To comply with these rules the contribution must be in the employee's superannuation fund on or before this date, unless the employer is using the ATO small business superannuation clearing house (SBSCH).
To be eligible to claim a tax deduction on SG contributions the quarterly amount must be in the employee's super account on or before the above quarterly due dates. Employers using commercial clearing houses should be mindful of turnaround times — anecdotally it seems that turnaround times for some clearing houses could be up to 14 days, so it is recommended that employers allow sufficient time before the quarterly deadlines.

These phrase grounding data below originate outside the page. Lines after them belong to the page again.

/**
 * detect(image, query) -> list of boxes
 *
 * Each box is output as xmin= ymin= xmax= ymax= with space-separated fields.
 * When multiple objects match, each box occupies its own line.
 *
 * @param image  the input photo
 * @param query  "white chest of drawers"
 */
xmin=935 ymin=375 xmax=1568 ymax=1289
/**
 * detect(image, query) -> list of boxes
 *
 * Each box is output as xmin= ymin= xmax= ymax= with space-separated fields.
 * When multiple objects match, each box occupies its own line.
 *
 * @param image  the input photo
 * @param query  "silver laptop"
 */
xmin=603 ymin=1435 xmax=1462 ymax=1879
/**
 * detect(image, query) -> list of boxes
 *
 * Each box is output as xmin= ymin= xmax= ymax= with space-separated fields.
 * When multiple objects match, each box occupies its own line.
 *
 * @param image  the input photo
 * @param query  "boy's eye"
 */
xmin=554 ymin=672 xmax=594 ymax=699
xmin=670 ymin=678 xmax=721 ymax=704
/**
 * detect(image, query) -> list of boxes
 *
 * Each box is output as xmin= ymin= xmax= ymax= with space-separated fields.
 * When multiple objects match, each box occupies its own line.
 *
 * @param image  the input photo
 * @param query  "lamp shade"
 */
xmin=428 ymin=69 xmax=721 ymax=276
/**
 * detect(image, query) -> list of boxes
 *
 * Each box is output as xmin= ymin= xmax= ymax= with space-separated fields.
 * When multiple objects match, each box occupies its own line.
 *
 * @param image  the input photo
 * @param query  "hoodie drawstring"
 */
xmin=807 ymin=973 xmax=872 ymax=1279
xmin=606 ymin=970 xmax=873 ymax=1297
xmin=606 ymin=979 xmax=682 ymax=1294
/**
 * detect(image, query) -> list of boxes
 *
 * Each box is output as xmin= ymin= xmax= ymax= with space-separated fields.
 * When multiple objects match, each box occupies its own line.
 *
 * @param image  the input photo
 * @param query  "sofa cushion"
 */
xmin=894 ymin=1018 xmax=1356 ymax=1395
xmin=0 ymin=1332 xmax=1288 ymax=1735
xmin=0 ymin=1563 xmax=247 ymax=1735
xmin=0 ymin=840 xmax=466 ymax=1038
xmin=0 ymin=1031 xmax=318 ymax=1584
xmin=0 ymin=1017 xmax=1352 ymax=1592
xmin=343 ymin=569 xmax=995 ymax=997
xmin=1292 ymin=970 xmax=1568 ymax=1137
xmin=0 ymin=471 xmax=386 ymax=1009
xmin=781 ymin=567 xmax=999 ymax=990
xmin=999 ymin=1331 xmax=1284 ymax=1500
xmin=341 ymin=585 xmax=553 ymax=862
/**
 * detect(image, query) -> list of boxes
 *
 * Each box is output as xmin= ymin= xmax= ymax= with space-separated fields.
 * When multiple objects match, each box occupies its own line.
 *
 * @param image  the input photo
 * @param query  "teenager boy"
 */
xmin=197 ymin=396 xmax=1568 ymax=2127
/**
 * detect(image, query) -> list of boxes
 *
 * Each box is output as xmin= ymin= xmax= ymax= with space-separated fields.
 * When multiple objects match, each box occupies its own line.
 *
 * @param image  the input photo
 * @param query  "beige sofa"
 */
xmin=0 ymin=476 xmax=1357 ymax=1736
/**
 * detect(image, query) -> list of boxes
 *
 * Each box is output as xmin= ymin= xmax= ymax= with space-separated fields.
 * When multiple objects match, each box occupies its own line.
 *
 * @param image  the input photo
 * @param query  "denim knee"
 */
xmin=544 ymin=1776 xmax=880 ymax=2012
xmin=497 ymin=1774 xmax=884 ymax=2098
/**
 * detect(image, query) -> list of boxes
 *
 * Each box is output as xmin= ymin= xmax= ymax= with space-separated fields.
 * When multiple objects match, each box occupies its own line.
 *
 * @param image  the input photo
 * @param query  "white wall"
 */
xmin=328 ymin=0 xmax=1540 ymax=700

If these deadlines are missed (yes even by a day!) that will trigger a superannuation guarantee charge (SGC) requirement which will result in a loss of the tax deduction and other penalties.
The SBSCH will close when payday super commences, so employers using this service should start to consider transitioning to a commercial clearing house.
It is recommended that you regularly check your superannuation fund statements and reconcile employer contributions to the amounts listed on your pay slips. Where SG contributions are not received on time (or at all!) employees are encouraged to discuss this first with their employer. Should this not result in a satisfactory conclusion, employees can consider bringing this to the attention of the ATO.